Also, do you have to turn on the message archiving to get messages to delete across devices? Or can you just turn on the deleting across device feature. I really only want messages to be deleted. I don’t want Apple to archive all my messages.

Messages don't just lose encryption because they are stored.
 
I don’t think my understanding of the old way was flawed. Messages are encrypted end to end. The sender creates one message per device the recipient uses. It suffers from a man in the middle weakness. So you are right you have to trust Apple. If they inserted a bogus Apple or NSA device as a recipient I’d never know.
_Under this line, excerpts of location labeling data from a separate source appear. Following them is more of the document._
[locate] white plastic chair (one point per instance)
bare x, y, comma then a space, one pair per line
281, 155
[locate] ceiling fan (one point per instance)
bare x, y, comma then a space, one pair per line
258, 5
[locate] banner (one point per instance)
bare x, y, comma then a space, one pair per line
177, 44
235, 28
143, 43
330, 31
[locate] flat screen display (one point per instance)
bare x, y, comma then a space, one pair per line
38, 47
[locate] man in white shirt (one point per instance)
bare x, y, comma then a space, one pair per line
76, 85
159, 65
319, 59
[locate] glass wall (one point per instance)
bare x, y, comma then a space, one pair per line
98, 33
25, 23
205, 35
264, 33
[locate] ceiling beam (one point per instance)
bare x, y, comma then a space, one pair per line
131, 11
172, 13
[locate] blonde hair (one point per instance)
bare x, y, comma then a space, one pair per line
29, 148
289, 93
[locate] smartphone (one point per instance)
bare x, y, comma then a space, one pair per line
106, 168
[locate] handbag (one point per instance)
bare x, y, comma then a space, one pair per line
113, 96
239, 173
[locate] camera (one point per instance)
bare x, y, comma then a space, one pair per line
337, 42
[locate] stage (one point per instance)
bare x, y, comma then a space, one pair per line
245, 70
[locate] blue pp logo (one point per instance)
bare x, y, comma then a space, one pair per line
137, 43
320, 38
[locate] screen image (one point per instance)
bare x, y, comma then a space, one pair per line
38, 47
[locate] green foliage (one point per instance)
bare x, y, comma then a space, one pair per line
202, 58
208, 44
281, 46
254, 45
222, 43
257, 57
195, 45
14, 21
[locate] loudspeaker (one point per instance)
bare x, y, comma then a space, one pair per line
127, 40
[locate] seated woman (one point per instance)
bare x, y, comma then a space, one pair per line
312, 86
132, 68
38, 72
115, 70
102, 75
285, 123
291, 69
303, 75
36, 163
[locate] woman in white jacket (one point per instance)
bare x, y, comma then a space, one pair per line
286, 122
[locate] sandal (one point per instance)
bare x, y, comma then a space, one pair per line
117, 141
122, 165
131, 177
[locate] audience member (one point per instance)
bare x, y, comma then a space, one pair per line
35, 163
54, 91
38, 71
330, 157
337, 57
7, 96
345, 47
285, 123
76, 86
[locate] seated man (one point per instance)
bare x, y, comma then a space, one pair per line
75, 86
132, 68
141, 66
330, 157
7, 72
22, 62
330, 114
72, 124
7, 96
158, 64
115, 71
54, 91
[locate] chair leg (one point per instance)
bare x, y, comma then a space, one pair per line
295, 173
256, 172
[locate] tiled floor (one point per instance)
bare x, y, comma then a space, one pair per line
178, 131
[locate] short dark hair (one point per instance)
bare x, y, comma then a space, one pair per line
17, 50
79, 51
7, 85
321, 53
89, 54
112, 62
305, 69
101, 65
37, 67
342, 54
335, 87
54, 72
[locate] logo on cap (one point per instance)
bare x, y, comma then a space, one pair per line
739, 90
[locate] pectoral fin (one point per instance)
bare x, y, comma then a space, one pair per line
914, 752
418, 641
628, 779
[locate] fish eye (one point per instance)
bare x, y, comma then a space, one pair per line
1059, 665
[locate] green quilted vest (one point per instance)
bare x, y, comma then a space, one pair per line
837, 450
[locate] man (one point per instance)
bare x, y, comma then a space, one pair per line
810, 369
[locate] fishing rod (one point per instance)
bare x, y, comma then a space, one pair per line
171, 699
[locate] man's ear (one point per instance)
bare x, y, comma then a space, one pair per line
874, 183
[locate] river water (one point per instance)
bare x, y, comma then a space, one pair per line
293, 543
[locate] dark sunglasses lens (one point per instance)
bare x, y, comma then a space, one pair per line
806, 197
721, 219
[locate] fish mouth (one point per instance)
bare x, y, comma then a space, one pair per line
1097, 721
I don’t think the new way is as simple as just deleting the encrypted message stored in Apple’s servers. If that were the case then you couldn’t get old messages for a new device since messages are created and encrypted when sent for each device. The sender wouldn’t have knowledge of an iMessage device that doesn’t yet exist.

You are imagining the sender has all of your public keys and sends to each one. This isn't true. Apple sends to each one. You adding a device or three doesn't send the public keys to everyone on your contact list.

I get that you aren't comfortable contemplating the consequences of this design. But it is true.
 
Holy moly how have you managed to fill up 256 GB? I’m impressed!

176gb of music, 20gb of photos (that I'm hoping is due to a screw up with Google Photos, and will correct itself once I'm on wifi), 10gb of apps or so.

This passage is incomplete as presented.